Helene ihrerseits wird gezwungenermassen zur Widerstandskämpferin, als sie sich in Arthur verliebt, einen jugen Soldaten, der Augen so blau wie blühender Lavendel hat. Arthur desertiert, und Helene versteckt ihn mit Hilfe ihrer Freundin Marie und deren Mann Otto. Doch wegen der Analysen im NSA ist Arthur ständig in Gefahr entdeckt zu werden. Helene kann anfänglich das Schlimmste vermeiden. Doch am Schluss hilft nur ein Pakt mit dem Teufel, beziehungsweise eine Ehe mit Ludolf von Argensleben. Der ist so arg, wie der Name sagt und ausserdem ein hohes Tier im Staat.

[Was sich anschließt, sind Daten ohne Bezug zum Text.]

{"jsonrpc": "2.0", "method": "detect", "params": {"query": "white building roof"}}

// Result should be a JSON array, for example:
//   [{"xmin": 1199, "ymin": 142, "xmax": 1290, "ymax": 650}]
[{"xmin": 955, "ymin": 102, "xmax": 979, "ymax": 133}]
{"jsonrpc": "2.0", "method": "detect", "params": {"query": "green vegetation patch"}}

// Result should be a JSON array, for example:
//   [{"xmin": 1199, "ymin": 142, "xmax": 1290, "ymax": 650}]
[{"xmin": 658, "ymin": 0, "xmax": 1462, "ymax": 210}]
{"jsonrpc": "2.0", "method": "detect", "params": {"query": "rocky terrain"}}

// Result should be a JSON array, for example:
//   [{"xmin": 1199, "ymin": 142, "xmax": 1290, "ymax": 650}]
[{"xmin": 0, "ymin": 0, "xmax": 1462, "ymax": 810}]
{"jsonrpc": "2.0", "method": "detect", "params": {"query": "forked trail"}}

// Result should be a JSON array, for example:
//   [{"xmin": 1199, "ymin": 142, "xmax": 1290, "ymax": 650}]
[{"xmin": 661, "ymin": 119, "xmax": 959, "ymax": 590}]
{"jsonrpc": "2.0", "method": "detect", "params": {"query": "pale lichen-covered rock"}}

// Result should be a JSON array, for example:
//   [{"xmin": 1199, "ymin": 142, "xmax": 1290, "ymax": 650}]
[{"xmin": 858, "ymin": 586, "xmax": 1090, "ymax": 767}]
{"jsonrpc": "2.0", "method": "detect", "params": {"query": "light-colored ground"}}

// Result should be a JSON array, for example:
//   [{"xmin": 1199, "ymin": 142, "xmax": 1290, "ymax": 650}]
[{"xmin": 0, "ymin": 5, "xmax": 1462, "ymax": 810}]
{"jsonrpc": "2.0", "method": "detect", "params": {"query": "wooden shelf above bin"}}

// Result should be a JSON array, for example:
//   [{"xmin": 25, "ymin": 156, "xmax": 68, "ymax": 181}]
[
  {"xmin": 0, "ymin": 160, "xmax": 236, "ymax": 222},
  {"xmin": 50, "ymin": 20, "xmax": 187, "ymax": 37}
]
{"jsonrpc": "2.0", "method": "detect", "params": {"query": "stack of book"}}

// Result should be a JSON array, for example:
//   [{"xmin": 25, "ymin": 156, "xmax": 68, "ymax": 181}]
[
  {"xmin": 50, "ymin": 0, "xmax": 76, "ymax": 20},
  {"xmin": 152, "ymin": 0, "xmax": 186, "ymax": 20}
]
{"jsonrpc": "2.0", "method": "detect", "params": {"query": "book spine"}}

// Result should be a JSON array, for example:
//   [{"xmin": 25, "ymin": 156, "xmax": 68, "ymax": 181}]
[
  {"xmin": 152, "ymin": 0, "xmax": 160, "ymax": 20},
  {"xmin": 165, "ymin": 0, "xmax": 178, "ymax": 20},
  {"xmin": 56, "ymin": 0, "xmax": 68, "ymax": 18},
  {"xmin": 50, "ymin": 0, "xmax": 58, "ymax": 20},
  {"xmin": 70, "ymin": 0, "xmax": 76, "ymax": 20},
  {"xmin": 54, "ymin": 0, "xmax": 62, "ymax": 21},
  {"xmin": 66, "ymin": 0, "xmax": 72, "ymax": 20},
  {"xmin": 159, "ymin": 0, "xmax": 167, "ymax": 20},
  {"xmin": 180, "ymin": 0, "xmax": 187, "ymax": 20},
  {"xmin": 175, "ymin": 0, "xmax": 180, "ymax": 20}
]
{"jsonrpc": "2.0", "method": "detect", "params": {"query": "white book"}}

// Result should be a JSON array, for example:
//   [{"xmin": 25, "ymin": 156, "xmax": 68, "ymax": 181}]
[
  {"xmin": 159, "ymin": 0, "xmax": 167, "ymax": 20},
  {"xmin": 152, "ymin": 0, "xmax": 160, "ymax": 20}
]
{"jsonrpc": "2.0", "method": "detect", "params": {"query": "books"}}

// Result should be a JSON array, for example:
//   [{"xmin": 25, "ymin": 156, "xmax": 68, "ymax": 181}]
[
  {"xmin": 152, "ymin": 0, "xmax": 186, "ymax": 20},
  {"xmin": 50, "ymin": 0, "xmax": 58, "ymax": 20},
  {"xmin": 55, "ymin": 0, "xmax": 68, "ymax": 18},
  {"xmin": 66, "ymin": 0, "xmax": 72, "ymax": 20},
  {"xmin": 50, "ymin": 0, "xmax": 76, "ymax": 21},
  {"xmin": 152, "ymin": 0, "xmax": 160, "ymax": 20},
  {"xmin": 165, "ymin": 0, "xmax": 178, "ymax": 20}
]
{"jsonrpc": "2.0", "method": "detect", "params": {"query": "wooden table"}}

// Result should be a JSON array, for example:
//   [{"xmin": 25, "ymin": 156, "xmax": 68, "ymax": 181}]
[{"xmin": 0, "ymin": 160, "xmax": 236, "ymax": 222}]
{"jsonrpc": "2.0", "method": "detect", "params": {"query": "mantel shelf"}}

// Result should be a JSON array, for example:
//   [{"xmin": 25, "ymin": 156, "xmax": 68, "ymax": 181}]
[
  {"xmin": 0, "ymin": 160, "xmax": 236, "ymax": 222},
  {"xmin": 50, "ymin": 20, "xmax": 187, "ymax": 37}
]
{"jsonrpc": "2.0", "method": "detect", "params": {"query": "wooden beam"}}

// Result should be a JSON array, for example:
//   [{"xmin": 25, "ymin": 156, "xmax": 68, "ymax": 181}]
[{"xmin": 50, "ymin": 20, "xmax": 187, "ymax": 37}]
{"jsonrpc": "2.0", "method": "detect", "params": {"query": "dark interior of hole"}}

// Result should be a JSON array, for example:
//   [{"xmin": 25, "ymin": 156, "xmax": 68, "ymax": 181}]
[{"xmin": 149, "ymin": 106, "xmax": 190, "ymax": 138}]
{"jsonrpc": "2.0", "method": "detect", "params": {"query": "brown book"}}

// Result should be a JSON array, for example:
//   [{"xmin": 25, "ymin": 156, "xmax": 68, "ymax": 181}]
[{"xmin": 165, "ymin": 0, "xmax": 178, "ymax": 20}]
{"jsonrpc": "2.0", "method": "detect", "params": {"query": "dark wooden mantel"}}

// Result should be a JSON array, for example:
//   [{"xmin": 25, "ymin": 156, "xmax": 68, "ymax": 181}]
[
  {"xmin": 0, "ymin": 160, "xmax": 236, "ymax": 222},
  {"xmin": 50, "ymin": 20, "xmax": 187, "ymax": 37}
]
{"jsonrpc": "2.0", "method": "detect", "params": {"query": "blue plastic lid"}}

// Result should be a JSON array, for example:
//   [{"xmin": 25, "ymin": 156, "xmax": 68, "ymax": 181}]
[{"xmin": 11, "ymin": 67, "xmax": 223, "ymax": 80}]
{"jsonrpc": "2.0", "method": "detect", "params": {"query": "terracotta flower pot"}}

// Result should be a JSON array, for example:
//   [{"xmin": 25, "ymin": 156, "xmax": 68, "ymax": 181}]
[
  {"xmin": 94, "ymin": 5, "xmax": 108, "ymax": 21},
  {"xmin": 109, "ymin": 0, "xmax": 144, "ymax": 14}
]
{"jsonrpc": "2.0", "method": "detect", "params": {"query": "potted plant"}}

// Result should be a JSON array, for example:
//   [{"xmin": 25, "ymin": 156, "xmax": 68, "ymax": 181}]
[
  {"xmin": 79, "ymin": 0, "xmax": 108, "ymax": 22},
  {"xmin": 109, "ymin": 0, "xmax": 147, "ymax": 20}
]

Weil er dringend auf der Suche nach einer Frau ist und mit dem Auslandspionagedienst zu tun hat, ist er in der Lage, Arthur auf dem Weg seiner Spione ausser Landes zu schaffen. Helene erduldet dafür ein Leben, in dem sie Tisch und Bett mit Argensleben teilen muss. Zumindest für eine gewisse Zeit. Als sich die Chance nach Flucht ergibt, ergreift sie sie. Doch sie kommt nur bis Rotterdam, weil ein System mit Gesichtserkennung, an dem sie selbst mit gestrickt hat, sie am Bahnhof in Berlin entdeckt. Argensleben nimmt sie zurück, doch sie hat keine Kraft mehr für die Unterwerfung. Sie schreibt eine Schmährede auf Hitler ins «Deutsche Forum», worauf die SS sie abholt und ins KZ steckt. Doch auch dort bleibt sie nicht. Sie erhält am Schluss einen Chip in den Kopf implantiert, der die Liebe zum Führer elektronisch entflammt.

Aufgeflogen

Lettke ist ebenfalls aufgeflogen, weil die Überwacher anders als erwartet doch überwacht werden. Nach einem missglückten Selbstmordversuch bleibt ihm das Leben in einem Pflegeheim. Und als Samenspender für den Verein Lebensborn. Das deutsche Reich gewinnt den Krieg, und zwar dank Lettke und Helene. Die haben auf dem Server einer amerikanischen Uni die Informationen zur Atomspaltungsbombe entdeckt, die Bedeutung erkannt, Moskau und London ausradiert und einen Frieden nach deutschem Diktat herbeigeführt.